Hot Standby in Ammonia Synthesis Reshapes Market Equilibrium in Renewable P2A Systems: A Potential Game Approach
Yangjun Zeng (1), Yiwei Qiu (1), Xiaocong Sun (2), Jie Zhu (1), Jiarong Li (3), Shi Chen (1), Buxiang Zhou (1), Kaigui Xie (1) ((1) College of Electrical Engineering, Sichuan University, (2) National Power Dispatching, Control Center, State Grid Corporation of China

TL;DR
This paper models how hot standby operation in ammonia synthesis affects market equilibrium in renewable power-to-ammonia systems, showing it improves flexibility, profitability, and market outcomes.
Contribution
It introduces a potential game model incorporating hot standby flexibility and derives an approximate equilibrium using an iterative best-response method.
Findings
Hot standby reduces ammonia synthesis reliance on hydrogen purchases.
Hot standby increases ammonia profit by approximately 20%.

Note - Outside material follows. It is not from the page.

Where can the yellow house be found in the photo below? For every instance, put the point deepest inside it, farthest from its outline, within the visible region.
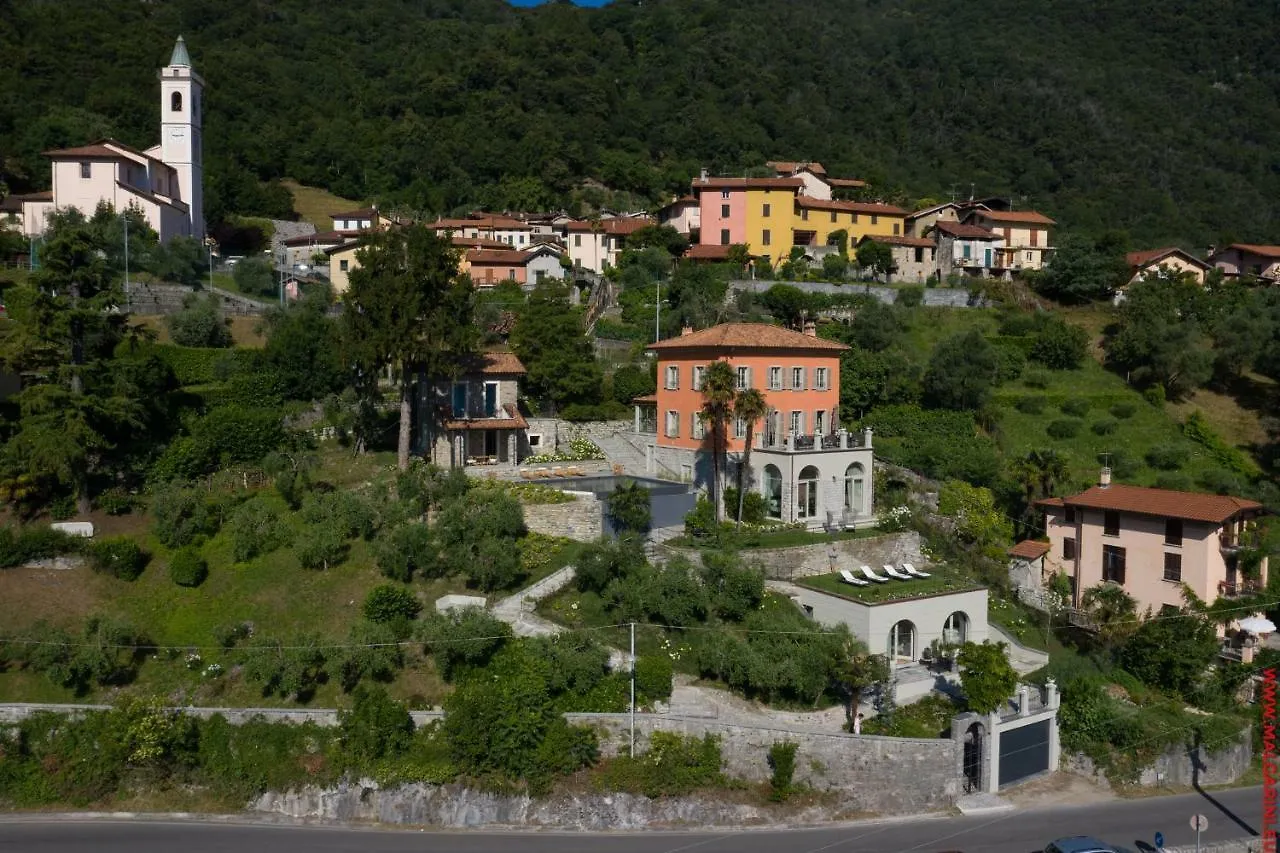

Market equilibrium shifts toward mutually beneficial outcomes with hot standby.
Abstract
Integrating renewable generation, hydrogen production, and renewable ammonia (RA) synthesis into power-to-ammonia (P2A) systems creates interactions across electricity and hydrogen markets. Limited operational flexibility, however, places RA at a disadvantage at the Nash equilibrium (NE). Recent advances in ammonia synthesis reactor design enable hot standby (HSB) operation, improving flexibility but introducing integer decision variables that complicate market equilibrium analysis. To address this challenge, we develop a potential game model and derive a convergent {\epsilon}-approximate equilibrium via an iterative best-response approach. Case studies show that HSB reduces RA's reliance on hydrogen purchases and increases its profit by 20.14%. More importantly, HSB shifts the market equilibrium toward a more mutually beneficial outcome.